Looking at graphite I see a weird spike on one of the elastic search boxes: 1 minute load averages on deployment-elastic* instances over 7 days

render-6.png (600×800 px, 80 KB)


Version: unspecified
Severity: normal
See Also:
https://bugzilla.wikimedia.org/show_bug.cgi?id=70940

Details

Reference
bz70869

Event Timeline

bzimport raised the priority of this task from to Medium.Nov 22 2014, 3:45 AM
bzimport set Reference to bz70869.
bzimport added a subscriber: Unknown Object (MLST).

(setting normal for now, but if it starts causing browser test failures or otherwise, we'll bump it up)

Created attachment 16480
Elastic search instances load average

Attached:

render-5.png (308×586 px, 21 KB)

Chad / Nik are the best point to investigate ElasticSearch related issue. Maybe someone imported a bunch of articles on beta which caused a lot of indexing on ElasticSearch side.

I can have a look at it soon - yeah. The Elasticsearch cluster in beta isn't designed for performance - just to be there and functional.

Did a bit of digging this morning. Here is a graph of io load:
http://graphite.wmflabs.org/render/?width=586&height=308&_salt=1410964216.337&target=deployment-prep.deployment-elastic01.cpu.total.iowait.value&from=-96hours

The spike is our slow time. It looks like we saw a spike in the number of queries but I can't be sure. We keep query counts in ganglia but that doesn't seem to be working well today.

I'm willing to chalk it up to a spike in requests to beta and intentionally underpowered systems.
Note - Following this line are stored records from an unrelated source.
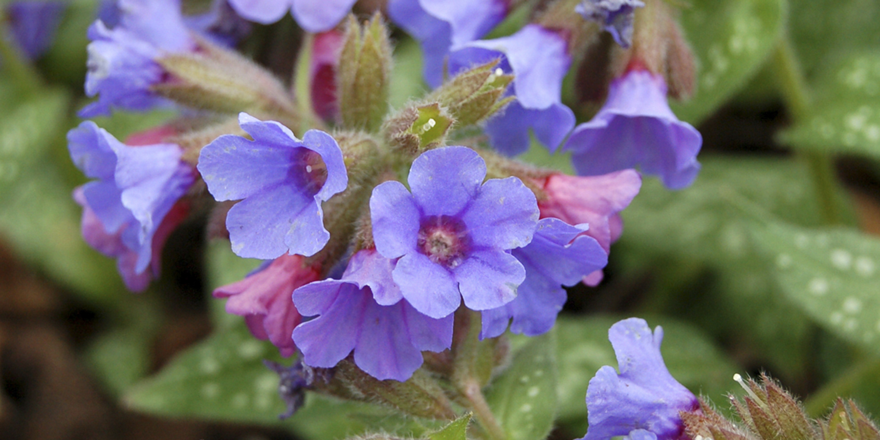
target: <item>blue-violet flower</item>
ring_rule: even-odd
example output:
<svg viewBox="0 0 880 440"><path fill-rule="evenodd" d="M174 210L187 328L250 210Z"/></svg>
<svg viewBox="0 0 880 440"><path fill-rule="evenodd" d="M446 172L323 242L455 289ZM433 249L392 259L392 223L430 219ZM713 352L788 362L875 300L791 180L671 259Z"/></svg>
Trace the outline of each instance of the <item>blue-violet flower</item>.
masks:
<svg viewBox="0 0 880 440"><path fill-rule="evenodd" d="M165 74L156 60L195 49L179 0L120 0L119 10L120 23L113 29L101 20L89 27L85 94L99 96L80 116L108 114L111 107L147 110L166 105L150 91Z"/></svg>
<svg viewBox="0 0 880 440"><path fill-rule="evenodd" d="M263 260L313 255L330 239L321 202L348 184L339 144L320 130L300 141L246 113L238 124L253 140L224 135L202 149L198 165L215 199L241 201L226 216L232 251Z"/></svg>
<svg viewBox="0 0 880 440"><path fill-rule="evenodd" d="M639 166L671 189L697 177L702 136L675 117L663 77L636 69L614 80L608 99L588 122L575 128L563 150L578 174L595 176Z"/></svg>
<svg viewBox="0 0 880 440"><path fill-rule="evenodd" d="M484 36L504 19L509 8L505 0L391 0L388 15L419 40L425 81L438 87L450 49Z"/></svg>
<svg viewBox="0 0 880 440"><path fill-rule="evenodd" d="M517 295L525 269L510 250L528 245L538 222L535 195L519 179L483 184L486 162L460 146L416 158L409 187L382 183L370 199L373 239L400 258L394 282L415 310L443 318L464 298L473 310L500 307Z"/></svg>
<svg viewBox="0 0 880 440"><path fill-rule="evenodd" d="M284 17L288 11L300 27L311 33L329 31L356 0L229 0L238 15L268 25Z"/></svg>
<svg viewBox="0 0 880 440"><path fill-rule="evenodd" d="M393 268L375 249L362 250L341 279L293 292L303 315L319 315L293 331L306 364L333 367L354 351L355 363L370 376L404 381L422 365L422 350L450 348L452 315L433 319L413 308L392 279Z"/></svg>
<svg viewBox="0 0 880 440"><path fill-rule="evenodd" d="M195 180L192 166L180 159L177 144L128 146L89 121L67 138L73 162L96 179L74 193L84 208L86 242L119 260L129 289L143 290L150 276L141 274L151 262L158 272L157 253L170 232L164 220ZM182 218L172 216L173 229Z"/></svg>
<svg viewBox="0 0 880 440"><path fill-rule="evenodd" d="M55 40L65 4L18 1L5 8L10 29L25 55L32 60L43 55Z"/></svg>
<svg viewBox="0 0 880 440"><path fill-rule="evenodd" d="M657 326L652 334L644 319L630 318L612 326L608 339L620 373L605 365L590 379L590 427L583 440L682 438L685 426L678 413L697 410L700 403L666 370L660 354L663 328Z"/></svg>
<svg viewBox="0 0 880 440"><path fill-rule="evenodd" d="M454 76L495 59L501 60L499 73L514 75L517 100L487 122L489 143L500 152L516 156L528 150L532 130L539 141L555 150L575 126L575 114L561 98L562 78L571 64L565 38L539 25L526 25L508 37L453 48L449 71Z"/></svg>
<svg viewBox="0 0 880 440"><path fill-rule="evenodd" d="M481 338L510 331L526 336L546 333L562 310L567 295L560 286L573 286L608 264L608 254L596 238L583 234L586 224L572 226L558 218L538 222L532 243L510 253L525 267L525 281L513 301L482 312Z"/></svg>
Note that ganglia on labs has been dead for a long time, and will remain so for the foreseeable future. Do send metrics to graphite instead for labs :)

(In reply to Nik Everett from comment #7)
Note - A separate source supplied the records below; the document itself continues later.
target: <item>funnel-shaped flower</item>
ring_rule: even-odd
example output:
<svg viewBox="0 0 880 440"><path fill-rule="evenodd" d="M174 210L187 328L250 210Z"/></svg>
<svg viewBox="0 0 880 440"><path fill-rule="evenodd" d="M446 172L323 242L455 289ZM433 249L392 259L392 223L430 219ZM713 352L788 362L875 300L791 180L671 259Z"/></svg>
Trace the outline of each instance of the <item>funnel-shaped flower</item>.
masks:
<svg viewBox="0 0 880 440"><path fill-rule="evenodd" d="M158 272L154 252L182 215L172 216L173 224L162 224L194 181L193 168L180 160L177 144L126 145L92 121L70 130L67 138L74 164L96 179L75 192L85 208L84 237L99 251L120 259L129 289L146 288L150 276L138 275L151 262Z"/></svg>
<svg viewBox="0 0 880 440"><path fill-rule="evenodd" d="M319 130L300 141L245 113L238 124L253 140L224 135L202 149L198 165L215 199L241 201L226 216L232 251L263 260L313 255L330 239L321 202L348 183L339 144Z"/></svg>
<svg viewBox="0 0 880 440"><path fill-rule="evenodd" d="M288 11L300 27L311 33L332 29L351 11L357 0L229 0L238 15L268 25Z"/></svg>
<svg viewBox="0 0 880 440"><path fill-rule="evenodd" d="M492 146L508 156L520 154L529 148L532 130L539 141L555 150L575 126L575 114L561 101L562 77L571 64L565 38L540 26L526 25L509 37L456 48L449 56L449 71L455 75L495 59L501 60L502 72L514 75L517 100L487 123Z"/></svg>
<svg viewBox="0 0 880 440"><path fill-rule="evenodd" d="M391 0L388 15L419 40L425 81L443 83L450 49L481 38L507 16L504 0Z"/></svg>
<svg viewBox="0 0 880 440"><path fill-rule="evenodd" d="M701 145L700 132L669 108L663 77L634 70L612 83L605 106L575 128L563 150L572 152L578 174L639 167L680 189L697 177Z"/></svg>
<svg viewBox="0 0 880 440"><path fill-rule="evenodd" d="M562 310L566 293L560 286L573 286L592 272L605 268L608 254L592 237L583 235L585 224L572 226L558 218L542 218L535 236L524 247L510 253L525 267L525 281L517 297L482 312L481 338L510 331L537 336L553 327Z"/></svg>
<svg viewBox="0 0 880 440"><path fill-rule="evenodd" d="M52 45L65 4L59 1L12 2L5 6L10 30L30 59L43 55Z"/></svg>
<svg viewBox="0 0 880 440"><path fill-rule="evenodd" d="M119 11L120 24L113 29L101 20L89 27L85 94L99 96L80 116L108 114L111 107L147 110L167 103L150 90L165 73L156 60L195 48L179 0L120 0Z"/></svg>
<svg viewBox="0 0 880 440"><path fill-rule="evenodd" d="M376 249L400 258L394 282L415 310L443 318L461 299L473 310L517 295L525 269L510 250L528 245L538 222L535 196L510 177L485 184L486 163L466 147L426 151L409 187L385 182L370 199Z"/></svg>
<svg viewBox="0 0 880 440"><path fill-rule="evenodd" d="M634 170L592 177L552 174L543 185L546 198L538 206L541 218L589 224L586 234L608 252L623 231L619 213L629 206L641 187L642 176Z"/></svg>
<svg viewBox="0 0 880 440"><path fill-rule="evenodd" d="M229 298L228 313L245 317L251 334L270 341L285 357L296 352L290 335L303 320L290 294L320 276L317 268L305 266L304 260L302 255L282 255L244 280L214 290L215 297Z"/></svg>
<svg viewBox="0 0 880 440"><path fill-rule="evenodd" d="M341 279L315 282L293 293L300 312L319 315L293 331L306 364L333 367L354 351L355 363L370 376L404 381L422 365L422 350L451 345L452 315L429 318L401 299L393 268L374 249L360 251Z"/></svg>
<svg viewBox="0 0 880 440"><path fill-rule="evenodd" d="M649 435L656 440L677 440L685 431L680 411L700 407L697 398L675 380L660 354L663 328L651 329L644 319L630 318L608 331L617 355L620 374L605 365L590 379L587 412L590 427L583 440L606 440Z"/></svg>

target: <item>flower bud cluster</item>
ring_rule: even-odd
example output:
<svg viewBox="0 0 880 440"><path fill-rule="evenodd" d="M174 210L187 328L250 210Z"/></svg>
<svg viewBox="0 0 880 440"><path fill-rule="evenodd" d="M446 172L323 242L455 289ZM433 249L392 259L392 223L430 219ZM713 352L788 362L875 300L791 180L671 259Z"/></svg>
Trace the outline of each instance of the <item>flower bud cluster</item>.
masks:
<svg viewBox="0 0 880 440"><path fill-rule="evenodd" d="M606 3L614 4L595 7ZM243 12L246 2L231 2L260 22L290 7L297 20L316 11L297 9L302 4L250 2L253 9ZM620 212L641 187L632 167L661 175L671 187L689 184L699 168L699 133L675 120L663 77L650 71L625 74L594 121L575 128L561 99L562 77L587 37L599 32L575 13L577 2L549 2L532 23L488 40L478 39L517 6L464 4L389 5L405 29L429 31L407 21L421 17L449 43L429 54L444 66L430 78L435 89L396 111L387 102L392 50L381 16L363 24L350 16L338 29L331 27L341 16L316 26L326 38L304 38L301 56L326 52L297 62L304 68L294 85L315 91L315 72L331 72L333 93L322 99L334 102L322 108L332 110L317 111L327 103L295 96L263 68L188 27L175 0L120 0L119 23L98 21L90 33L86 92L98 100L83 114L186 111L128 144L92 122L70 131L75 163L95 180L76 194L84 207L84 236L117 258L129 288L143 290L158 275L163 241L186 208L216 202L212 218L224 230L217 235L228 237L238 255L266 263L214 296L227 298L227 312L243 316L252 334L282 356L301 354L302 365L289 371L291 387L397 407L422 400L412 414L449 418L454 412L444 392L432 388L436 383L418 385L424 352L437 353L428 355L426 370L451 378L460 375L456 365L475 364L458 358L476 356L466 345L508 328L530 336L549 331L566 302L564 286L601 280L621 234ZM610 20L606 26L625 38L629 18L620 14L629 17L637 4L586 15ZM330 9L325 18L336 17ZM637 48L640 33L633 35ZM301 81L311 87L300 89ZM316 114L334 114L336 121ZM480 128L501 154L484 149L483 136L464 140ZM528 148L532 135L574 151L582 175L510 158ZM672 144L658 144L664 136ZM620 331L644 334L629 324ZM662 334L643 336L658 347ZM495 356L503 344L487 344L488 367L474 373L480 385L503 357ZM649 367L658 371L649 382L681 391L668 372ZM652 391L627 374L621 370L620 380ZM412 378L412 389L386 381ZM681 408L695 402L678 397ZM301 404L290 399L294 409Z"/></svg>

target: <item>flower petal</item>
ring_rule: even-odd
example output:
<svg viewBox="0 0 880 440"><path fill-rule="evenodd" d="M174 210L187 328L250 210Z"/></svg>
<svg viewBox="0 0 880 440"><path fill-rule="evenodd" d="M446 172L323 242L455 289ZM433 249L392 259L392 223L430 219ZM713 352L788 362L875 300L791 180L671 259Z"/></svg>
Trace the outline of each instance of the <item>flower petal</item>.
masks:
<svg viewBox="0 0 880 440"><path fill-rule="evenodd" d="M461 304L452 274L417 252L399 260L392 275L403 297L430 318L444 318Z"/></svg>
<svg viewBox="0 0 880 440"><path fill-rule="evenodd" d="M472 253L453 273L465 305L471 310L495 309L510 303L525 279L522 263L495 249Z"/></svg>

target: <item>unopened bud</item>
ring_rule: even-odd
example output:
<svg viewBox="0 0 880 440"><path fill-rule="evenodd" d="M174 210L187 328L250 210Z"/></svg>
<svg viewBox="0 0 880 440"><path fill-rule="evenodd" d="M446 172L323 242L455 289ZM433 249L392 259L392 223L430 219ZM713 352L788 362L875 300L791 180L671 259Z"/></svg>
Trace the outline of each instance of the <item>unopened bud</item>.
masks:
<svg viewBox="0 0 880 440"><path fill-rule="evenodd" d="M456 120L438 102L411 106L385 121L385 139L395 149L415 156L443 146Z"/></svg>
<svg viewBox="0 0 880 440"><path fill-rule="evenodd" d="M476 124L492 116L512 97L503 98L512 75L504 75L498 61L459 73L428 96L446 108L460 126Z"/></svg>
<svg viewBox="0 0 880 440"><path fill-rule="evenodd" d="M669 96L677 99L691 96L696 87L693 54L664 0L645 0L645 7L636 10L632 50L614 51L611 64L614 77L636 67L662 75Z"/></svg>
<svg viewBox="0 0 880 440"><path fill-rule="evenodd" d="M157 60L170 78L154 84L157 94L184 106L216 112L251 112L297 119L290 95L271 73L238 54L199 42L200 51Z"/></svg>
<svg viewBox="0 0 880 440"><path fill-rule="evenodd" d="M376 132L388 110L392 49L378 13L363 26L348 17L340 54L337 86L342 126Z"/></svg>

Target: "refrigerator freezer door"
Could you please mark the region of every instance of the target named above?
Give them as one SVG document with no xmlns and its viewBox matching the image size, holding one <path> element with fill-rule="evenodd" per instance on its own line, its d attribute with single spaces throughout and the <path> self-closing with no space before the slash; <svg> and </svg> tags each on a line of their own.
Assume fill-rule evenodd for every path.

I'm willing to chalk it up to a spike in requests to beta and intentionally
underpowered systems.

I just want to underline this. "Intentionally underpowered" is so that glitches like this will be noticed and investigated.
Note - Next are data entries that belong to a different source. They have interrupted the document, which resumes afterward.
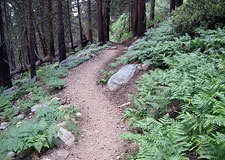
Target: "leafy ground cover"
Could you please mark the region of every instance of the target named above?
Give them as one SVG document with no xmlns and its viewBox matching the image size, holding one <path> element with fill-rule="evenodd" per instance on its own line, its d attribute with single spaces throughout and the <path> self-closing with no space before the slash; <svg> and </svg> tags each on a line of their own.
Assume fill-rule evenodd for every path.
<svg viewBox="0 0 225 160">
<path fill-rule="evenodd" d="M 30 153 L 37 156 L 42 150 L 53 147 L 58 143 L 57 124 L 65 121 L 65 115 L 70 117 L 66 120 L 65 128 L 72 131 L 78 141 L 78 128 L 72 119 L 76 118 L 75 113 L 79 109 L 72 106 L 70 110 L 61 110 L 61 102 L 53 97 L 65 84 L 62 78 L 70 68 L 94 57 L 96 52 L 107 47 L 108 45 L 90 45 L 71 56 L 75 58 L 81 52 L 87 55 L 76 58 L 69 67 L 58 67 L 59 63 L 44 65 L 37 70 L 37 82 L 30 81 L 29 74 L 25 73 L 22 79 L 14 82 L 17 88 L 9 95 L 3 95 L 4 88 L 0 88 L 1 120 L 11 124 L 0 131 L 0 159 L 10 159 L 7 156 L 9 152 L 15 152 L 19 157 L 28 156 Z M 31 107 L 37 104 L 44 104 L 46 107 L 38 108 L 35 114 L 31 114 Z M 15 118 L 19 114 L 24 114 L 26 118 Z"/>
<path fill-rule="evenodd" d="M 224 159 L 225 29 L 195 32 L 179 37 L 164 22 L 111 64 L 148 60 L 155 67 L 137 82 L 135 107 L 124 113 L 135 132 L 121 137 L 139 145 L 129 159 Z"/>
</svg>

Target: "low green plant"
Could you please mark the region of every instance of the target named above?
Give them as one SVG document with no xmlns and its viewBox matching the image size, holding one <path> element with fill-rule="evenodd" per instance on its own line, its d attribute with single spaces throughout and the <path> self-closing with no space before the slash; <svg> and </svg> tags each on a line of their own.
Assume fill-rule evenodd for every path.
<svg viewBox="0 0 225 160">
<path fill-rule="evenodd" d="M 43 148 L 53 147 L 57 143 L 59 131 L 57 122 L 63 113 L 59 106 L 39 108 L 37 116 L 28 122 L 11 125 L 0 134 L 0 154 L 8 152 L 21 153 L 23 151 L 41 152 Z"/>
<path fill-rule="evenodd" d="M 162 57 L 168 69 L 143 75 L 139 93 L 130 96 L 135 107 L 125 111 L 124 120 L 140 133 L 122 138 L 140 144 L 137 159 L 225 157 L 225 30 L 196 32 L 195 39 L 171 37 L 174 53 Z"/>
</svg>

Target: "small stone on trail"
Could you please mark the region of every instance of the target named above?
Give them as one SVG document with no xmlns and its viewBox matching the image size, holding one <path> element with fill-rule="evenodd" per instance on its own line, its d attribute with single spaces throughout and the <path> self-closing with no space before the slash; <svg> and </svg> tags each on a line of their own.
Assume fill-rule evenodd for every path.
<svg viewBox="0 0 225 160">
<path fill-rule="evenodd" d="M 81 118 L 81 117 L 82 117 L 82 114 L 81 114 L 80 112 L 77 112 L 75 115 L 76 115 L 76 117 L 78 117 L 78 118 Z"/>
<path fill-rule="evenodd" d="M 70 131 L 68 131 L 68 130 L 66 130 L 65 128 L 62 128 L 62 127 L 61 127 L 59 130 L 60 130 L 60 132 L 61 132 L 61 133 L 58 133 L 59 139 L 60 139 L 65 145 L 67 145 L 67 146 L 69 146 L 69 147 L 73 146 L 73 145 L 74 145 L 74 140 L 75 140 L 73 134 L 72 134 Z"/>
<path fill-rule="evenodd" d="M 22 120 L 22 119 L 24 119 L 24 117 L 25 117 L 25 114 L 22 113 L 22 114 L 19 114 L 18 116 L 16 116 L 15 118 Z"/>
<path fill-rule="evenodd" d="M 31 107 L 31 112 L 36 112 L 38 108 L 41 108 L 41 107 L 48 107 L 50 106 L 51 103 L 45 103 L 45 104 L 36 104 L 34 105 L 33 107 Z"/>
<path fill-rule="evenodd" d="M 113 47 L 111 47 L 111 49 L 117 49 L 117 46 L 113 46 Z"/>
<path fill-rule="evenodd" d="M 7 154 L 7 157 L 12 158 L 12 157 L 14 157 L 15 155 L 16 155 L 16 153 L 14 153 L 14 152 L 9 152 L 9 153 Z"/>
<path fill-rule="evenodd" d="M 69 67 L 69 65 L 71 65 L 73 62 L 74 62 L 73 58 L 67 58 L 59 64 L 59 67 Z"/>
<path fill-rule="evenodd" d="M 137 64 L 128 64 L 123 66 L 108 81 L 107 86 L 111 91 L 116 90 L 120 85 L 126 84 L 134 75 Z"/>
</svg>

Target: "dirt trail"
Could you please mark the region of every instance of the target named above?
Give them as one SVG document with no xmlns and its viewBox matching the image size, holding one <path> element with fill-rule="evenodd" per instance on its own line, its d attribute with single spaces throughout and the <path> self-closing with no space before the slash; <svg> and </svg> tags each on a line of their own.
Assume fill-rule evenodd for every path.
<svg viewBox="0 0 225 160">
<path fill-rule="evenodd" d="M 72 69 L 67 76 L 62 95 L 80 107 L 79 143 L 70 150 L 67 160 L 116 160 L 126 150 L 126 142 L 119 136 L 126 129 L 122 112 L 103 94 L 104 87 L 96 85 L 97 75 L 105 63 L 123 52 L 104 50 L 94 59 Z"/>
</svg>

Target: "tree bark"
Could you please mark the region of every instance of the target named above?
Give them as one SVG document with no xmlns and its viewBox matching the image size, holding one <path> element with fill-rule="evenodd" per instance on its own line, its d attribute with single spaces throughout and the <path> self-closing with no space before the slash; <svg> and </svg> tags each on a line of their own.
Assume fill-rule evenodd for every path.
<svg viewBox="0 0 225 160">
<path fill-rule="evenodd" d="M 175 5 L 176 7 L 180 7 L 183 4 L 183 0 L 176 0 Z"/>
<path fill-rule="evenodd" d="M 139 37 L 144 36 L 146 31 L 146 14 L 145 14 L 145 0 L 138 0 L 138 29 Z"/>
<path fill-rule="evenodd" d="M 110 0 L 104 0 L 104 37 L 105 41 L 109 41 L 109 25 L 110 25 Z"/>
<path fill-rule="evenodd" d="M 28 21 L 29 21 L 29 52 L 30 52 L 30 76 L 31 79 L 36 76 L 35 65 L 35 30 L 32 0 L 28 0 Z"/>
<path fill-rule="evenodd" d="M 79 28 L 80 28 L 80 43 L 81 43 L 81 46 L 84 47 L 84 44 L 83 44 L 83 30 L 82 30 L 82 23 L 81 23 L 81 14 L 80 14 L 80 3 L 79 3 L 79 0 L 77 0 L 77 9 L 78 9 L 78 19 L 79 19 Z"/>
<path fill-rule="evenodd" d="M 104 44 L 105 37 L 104 37 L 104 25 L 103 25 L 103 14 L 102 14 L 103 0 L 96 0 L 96 4 L 97 4 L 97 16 L 98 16 L 98 41 Z"/>
<path fill-rule="evenodd" d="M 8 57 L 6 51 L 4 24 L 2 16 L 2 2 L 0 1 L 0 86 L 12 87 Z"/>
<path fill-rule="evenodd" d="M 44 0 L 39 0 L 40 1 L 40 17 L 41 17 L 41 32 L 39 34 L 40 39 L 42 39 L 42 57 L 45 58 L 48 55 L 48 47 L 47 47 L 47 43 L 46 43 L 46 32 L 45 32 L 45 27 L 44 27 L 44 12 L 45 12 L 45 4 L 44 4 Z"/>
<path fill-rule="evenodd" d="M 175 0 L 170 0 L 170 12 L 175 10 Z"/>
<path fill-rule="evenodd" d="M 6 35 L 7 35 L 7 40 L 8 40 L 8 45 L 7 45 L 7 52 L 8 52 L 8 59 L 9 62 L 11 64 L 11 70 L 15 70 L 16 69 L 16 62 L 15 62 L 15 56 L 14 56 L 14 52 L 13 52 L 13 43 L 12 43 L 12 35 L 9 31 L 9 18 L 7 14 L 7 3 L 6 0 L 4 0 L 4 17 L 5 17 L 5 31 L 6 31 Z"/>
<path fill-rule="evenodd" d="M 91 0 L 87 1 L 87 12 L 88 12 L 88 39 L 91 43 L 93 43 L 93 37 L 92 37 L 92 20 L 91 20 Z"/>
<path fill-rule="evenodd" d="M 151 0 L 150 22 L 154 20 L 154 17 L 155 17 L 155 0 Z"/>
<path fill-rule="evenodd" d="M 70 2 L 67 0 L 67 12 L 68 12 L 68 22 L 69 22 L 69 37 L 70 37 L 70 43 L 72 46 L 72 49 L 74 50 L 74 44 L 73 44 L 73 34 L 72 34 L 72 29 L 71 29 L 71 9 L 70 9 Z"/>
<path fill-rule="evenodd" d="M 134 36 L 138 34 L 137 29 L 138 29 L 138 0 L 134 0 L 134 4 L 133 4 L 133 27 L 132 27 Z"/>
<path fill-rule="evenodd" d="M 57 15 L 58 15 L 58 43 L 59 43 L 59 62 L 66 59 L 66 45 L 64 35 L 62 0 L 57 0 Z"/>
<path fill-rule="evenodd" d="M 49 32 L 49 49 L 50 57 L 55 58 L 54 34 L 52 23 L 52 0 L 48 0 L 48 32 Z"/>
</svg>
Sometimes, like here it seems, the investigation turns up nothing much, but the underpowered nature of beta labs often triggers real problems that would be much more drastic at production scale.

Thanks Rummana, thanks Nik...

In this case I'm kind of blind because of lack of ganglia - its really a shame that we don't have it working and/or no one has found the time to port the ganglia monitoring to graphite.

Maybe relevant: I see request spikes in production that don't translate into huge load spikes because we use the pool counter to prevent it. I don't believe beta has the pool counter configured at all.

(In reply to Nik Everett from comment #10)

Maybe relevant: I see request spikes in production that don't translate into
huge load spikes because we use the pool counter to prevent it. I don't
believe beta has the pool counter configured at all.

At all as in? (What are the next steps to put that in place? Please file bugs :) )

@greg @nik: We have ES metrics in graphite also now (graphite.wmflabs.org) so might make it easier to debug?

@greg @nik: We have ES metrics in graphite also now (graphite.wmflabs.org) so might make it easier to debug?

@Manybubbles: see above ^

(Also, you should add your "neverett+bugzilla" email to Phab so you can claim your old comments)

greg lowered the priority of this task from Medium to Low.Nov 24 2014, 11:53 PM
greg moved this task from To Triage to Backlog on the Beta-Cluster-Infrastructure board.

Ganglia has been phased out in favor of using diamond on the hosts which collect host metrics and emit them to a labs Graphite: https://graphite.wmflabs.org/ . The 1 minute load average for elastic instances is: [deployment-prep.deployment-elastic*.loadavg.01.value](http://graphite.wmflabs.org/render/?width=800&height=600&from=-7days&target=deployment-prep.deployment-elastic*.loadavg.01.value). I will update this task details to point to the URL.

Timo wrote a JavaScript frontend on top of it which list a few metrics for all instances of a given project: https://tools.wmflabs.org/nagf/?project=deployment-prep

hashar updated the task description. (Show Details)
Restricted Application added a subscriber: Aklapper. · View Herald Transcript
hashar claimed this task.

Using http://graphite.wmflabs.org/ we have a few metrics under BetaMediaWiki.CirrusSearch.requestTime.

For the last two weeks:

  • BetaMediaWiki.CirrusSearch.requestTime.mean
  • BetaMediaWiki.CirrusSearch.requestTime.median

render-3.png (527×944 px, 107 KB)

  • BetaMediaWiki.CirrusSearch.requestTime.p95

render-4.png (527×944 px, 54 KB)

Assuming it is in miliseconds.

The load average over 1 minute is rather flat as well.